Din alimlerinin Demokratik İslam Kongresi'nin çağrısıyla 30 Ocak'ta başlattığı direniş orucu, 7 kentte sürüyor. Sıkıyönetimin son bulması için başlatılan direniş orucu, İzmir ve Ankara'da da yapılacak.

Demokratik İslam Kongresi'nin çağrısıyla sıkıyönetim ilan edilen mahallelerde yaşanan vahşete karşı başlatılan "direniş orucu" devam ediyor.

30 Ocak'ta Diyarbakır'ın Bağlar ilçesindeki Din Alimleri Yardımlaşma ve Dayanışma Derneği'nin (DİAY-DER) binasında başlayan direniş orucu, 1 Şubat'ta Sümerpark'a taşındı. İstanbul'da da 30 Ocak'ta Şirinevler'deki DİAY-DER binasında başlayan direniş orucu devam ediyor. 

"Zulme karşı direniş orucu" sloganıyla süresiz dönüşümlü bir şekilde yürütülen direniş orucu İstanbul ve Diyarbakır'ın yanı sıra Mardin ve Van'da 30 Ocak'ta, Muş ve Mersin'de 1 Şubat'ta, Adana'da 3 Şubat'ta, İzmir'de 4 Şubat''ta, Ankara'da 5 Şubat'ta direniş orucu başlayacak.

'BU NE İSLAMİYETE NE DE İNSANLIĞA SIĞAR'

Direniş orucunda olan Muş MİAYDER Başkanı Ahmet Sadioğlu, sıkıyönetimin ilan edildiği yerlerde İslamiyet'in tüm kurallarının da yok sayıldığını söyledi, "Allah bütün halkları ve insanları eşit yarattı, 'Kimsenin hakkını inkar etmeyin' dedi.

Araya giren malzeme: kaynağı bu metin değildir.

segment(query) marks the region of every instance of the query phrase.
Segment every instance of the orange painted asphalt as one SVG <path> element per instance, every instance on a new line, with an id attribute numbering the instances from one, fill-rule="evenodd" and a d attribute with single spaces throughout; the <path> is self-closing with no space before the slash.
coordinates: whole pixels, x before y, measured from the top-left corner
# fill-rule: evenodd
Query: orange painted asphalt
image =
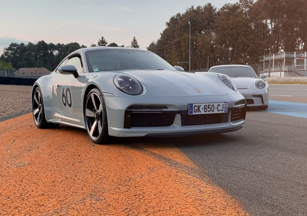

Ama buna rağmen Kürt halkının dili, kimliği ve hakları gasp edildi" dedi.

Katledilenlerin cenazelerinin defnedilmesinin bile engellendiğini belirten Sadioğlu, şöyle konuştu: "Bugün devlet cenazeye de tahammül edemiyor. Cizre'de cenazeler 10 gündür yerde, defnedilmelerine izin verilmiyor. Yaralıların hastaneye götürülmesine izin verilmiyor. Eğer bu İslam'dır deniyorsa, eğer 'Müslümanım' deyip bunun onaylayan varsa, diyeceğim tek şey onların İslam'dan bir şey anlamadığı. İslam'a göre bir insanı öldüren bütün insanlığı öldürmüş olur."

Sadioğlu, bu zulmün ve ölümlerin önüne geçmek ve barışı tesis etmek amacıyla başladıkları direniş orucu devam ettireceklerini vurguladı.

Direniş orucunda yer alan din alimlerinden Abdulvahap Aydın da Cizre'de günlerdir bir evin bodrum katında 7 cenazenin bekletildiğini hatırlattı, "Bu ne İslamiyet'e ne de insanlığa sığar. Ölülere dahi bu kadar tahammülsüzlüğün sonu iyi olmayacak. Bu politikaların sonradan telafisi çok zordur. Ölüm kimseye fayda getirmez. Barışta herkese fayda vardır" dedi.